Wed. Jun 12th, 2024

The swine influenza grabbed mass attention both locally and abroad. West Chester is now facing an illness that cannot be stymied by a simple H1N1 vaccination. The nights are getting shorter, the wind is getting colder and West Chester University has got a fever, with the only prescription being “more cowbell.”The Philadelphia Phillies traveled to New Yankee Stadium in the Bronx to face the New York Yankees in a best of seven series for the title “World Champions.” Game 1 commenced in New York on Wednesday night to the excitement of Phillies fans. Cowbells ringing, pots and pans banging and hundreds of enthusiasts painted a scene late last Wednesday night after the Phillies defeated the Los Angeles Dodgers to advance into their second straight World Series appearance.

Baseball fever is in the air. Red and white jerseys, caps and t-shirts canvas the student body to momentarily change university spirit colors away from purple and gold. Phillies fanatics are everywhere and come in all shapes and sizes, including an outgoing and overly interesting English Professor at West Chester University whom opened her class with a declaration of faith to the Philadelphia Phillies.
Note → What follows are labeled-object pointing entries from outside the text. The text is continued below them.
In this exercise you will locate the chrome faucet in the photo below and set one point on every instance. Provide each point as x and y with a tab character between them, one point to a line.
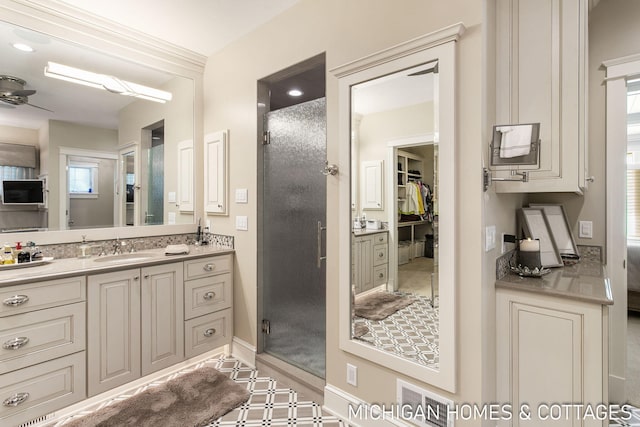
117	246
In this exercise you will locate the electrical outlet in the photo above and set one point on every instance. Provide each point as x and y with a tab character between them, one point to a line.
352	375
586	229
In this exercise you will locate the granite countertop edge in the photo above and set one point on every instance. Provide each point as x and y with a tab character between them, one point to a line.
69	267
567	283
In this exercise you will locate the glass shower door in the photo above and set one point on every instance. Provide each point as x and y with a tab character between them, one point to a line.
294	211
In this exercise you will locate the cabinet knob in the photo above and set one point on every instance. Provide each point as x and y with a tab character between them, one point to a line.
15	300
15	343
15	400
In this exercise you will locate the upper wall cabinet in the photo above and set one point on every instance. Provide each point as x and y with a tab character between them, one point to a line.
541	77
215	173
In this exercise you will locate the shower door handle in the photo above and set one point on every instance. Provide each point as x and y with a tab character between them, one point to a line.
320	257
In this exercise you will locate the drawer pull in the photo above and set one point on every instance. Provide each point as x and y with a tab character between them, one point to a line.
15	343
15	300
15	400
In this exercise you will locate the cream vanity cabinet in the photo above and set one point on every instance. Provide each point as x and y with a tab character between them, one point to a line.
541	77
135	324
550	350
371	261
208	298
42	358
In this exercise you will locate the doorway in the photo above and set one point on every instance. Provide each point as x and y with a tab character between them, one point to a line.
292	275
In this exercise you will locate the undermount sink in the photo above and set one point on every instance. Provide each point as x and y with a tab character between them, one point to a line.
122	258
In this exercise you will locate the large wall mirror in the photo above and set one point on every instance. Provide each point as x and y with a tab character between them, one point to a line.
397	289
107	160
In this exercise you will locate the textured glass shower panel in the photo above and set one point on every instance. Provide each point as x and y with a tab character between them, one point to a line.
294	202
155	202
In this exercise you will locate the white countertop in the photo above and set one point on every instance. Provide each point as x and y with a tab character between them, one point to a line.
60	268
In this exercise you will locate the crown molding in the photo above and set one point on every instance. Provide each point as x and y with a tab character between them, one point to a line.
61	20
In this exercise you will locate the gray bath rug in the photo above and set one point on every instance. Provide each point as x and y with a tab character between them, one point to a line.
380	305
360	330
192	399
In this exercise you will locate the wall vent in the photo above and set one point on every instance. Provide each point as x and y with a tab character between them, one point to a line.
427	408
36	421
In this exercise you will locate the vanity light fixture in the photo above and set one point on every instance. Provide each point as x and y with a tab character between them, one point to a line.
105	82
23	47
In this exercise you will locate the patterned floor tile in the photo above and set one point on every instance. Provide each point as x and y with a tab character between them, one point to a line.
268	404
411	332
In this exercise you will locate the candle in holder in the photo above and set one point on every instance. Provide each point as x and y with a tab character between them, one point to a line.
529	253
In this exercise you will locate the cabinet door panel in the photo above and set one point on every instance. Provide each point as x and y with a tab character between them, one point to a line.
162	317
113	323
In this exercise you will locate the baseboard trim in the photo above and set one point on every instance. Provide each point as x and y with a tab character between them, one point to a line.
243	351
337	402
125	388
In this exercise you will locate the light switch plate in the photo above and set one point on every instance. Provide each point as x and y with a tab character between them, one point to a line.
242	195
242	223
586	229
490	238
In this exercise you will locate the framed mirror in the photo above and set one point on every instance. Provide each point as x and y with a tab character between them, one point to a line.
397	110
82	134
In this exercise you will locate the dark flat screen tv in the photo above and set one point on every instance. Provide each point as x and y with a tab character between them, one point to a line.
23	192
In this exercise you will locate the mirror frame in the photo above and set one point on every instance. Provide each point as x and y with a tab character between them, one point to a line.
87	30
439	45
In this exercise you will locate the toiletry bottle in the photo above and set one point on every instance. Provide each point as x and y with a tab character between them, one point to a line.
7	254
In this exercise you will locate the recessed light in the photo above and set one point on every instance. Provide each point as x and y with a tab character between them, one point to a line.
23	47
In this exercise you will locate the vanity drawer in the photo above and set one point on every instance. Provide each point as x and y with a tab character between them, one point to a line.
39	295
203	267
207	332
41	389
380	275
30	338
206	295
380	254
380	238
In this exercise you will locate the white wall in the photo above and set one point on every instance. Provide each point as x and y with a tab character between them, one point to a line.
347	31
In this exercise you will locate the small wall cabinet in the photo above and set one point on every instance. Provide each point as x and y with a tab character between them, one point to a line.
370	261
215	173
541	77
550	350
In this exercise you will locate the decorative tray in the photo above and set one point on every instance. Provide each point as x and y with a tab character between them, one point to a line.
42	261
526	272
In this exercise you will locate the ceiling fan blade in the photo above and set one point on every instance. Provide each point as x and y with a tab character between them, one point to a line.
35	106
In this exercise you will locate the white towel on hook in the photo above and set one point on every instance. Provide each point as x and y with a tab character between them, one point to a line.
516	140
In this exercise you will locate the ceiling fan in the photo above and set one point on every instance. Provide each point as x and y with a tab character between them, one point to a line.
12	92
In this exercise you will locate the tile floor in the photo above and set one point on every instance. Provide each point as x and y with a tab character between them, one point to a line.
269	405
412	332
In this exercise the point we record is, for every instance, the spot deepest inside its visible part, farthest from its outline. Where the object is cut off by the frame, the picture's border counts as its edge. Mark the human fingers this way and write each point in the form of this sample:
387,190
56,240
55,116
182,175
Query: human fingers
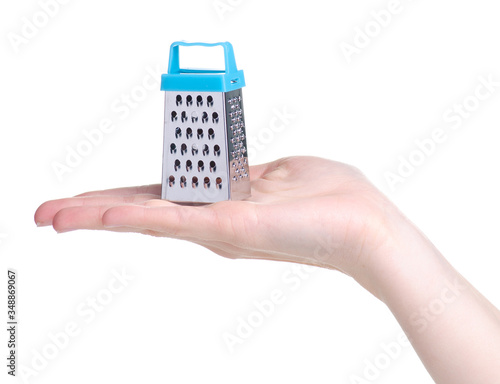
45,213
154,189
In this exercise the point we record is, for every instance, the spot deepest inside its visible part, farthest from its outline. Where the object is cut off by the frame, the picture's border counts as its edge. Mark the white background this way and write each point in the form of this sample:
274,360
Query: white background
167,325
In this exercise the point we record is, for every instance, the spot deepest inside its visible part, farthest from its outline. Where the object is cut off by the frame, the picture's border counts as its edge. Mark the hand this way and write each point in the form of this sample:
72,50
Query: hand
302,209
319,212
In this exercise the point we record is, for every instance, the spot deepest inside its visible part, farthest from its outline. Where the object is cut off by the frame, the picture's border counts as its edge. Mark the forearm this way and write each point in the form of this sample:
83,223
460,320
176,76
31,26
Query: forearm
453,328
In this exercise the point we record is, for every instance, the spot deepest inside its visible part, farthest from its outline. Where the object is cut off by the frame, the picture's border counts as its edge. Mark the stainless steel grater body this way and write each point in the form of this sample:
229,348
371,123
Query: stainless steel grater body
205,153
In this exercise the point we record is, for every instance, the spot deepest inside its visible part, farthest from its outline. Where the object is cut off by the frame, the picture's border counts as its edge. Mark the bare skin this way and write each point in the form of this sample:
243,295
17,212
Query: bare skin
320,212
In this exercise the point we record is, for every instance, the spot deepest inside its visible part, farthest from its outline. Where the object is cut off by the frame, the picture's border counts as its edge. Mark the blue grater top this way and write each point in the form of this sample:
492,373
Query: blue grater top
179,79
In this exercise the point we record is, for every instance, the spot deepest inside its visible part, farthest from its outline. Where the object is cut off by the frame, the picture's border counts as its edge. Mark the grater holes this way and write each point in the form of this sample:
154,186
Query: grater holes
171,181
177,164
216,150
183,148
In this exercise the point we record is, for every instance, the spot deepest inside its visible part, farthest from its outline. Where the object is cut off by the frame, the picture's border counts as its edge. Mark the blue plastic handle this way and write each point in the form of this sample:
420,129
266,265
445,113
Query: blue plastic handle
173,63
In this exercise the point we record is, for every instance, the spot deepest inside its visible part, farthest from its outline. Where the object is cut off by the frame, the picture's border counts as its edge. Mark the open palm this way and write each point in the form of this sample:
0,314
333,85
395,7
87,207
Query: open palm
302,209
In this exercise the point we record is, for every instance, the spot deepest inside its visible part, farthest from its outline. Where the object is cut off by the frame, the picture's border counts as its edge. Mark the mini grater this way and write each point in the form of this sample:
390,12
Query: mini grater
204,142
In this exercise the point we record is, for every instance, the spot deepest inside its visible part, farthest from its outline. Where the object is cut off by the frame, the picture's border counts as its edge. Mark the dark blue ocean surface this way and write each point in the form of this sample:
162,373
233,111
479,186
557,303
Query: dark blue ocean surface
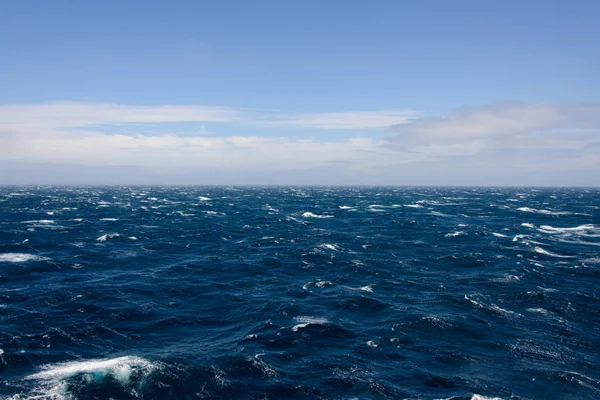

“I watched my first game last week,” she said as she raised her arms in the air and swung them downward in pride.

The campus is divided, however, due to the large following the New York Yankees maintain. Even families are torn, with Phillies and Yankees fans both under one roof. The debate will rage on until the final pitch is thrown, but the general distaste for the opposing side is evident.

Last year’s World Series victory ensured a parade down Broad Street in Philadelphia. West Chester’s own Walnut Street also hosted an enormous gathering of chanting fans and interested observers. Cars were turned over and light poles were lifted from the ground in the mass celebration. The passionate Phillies fans were all ill with baseball fever. The riots of yesteryear were imitated last Wednesday by fans ill with the same disease.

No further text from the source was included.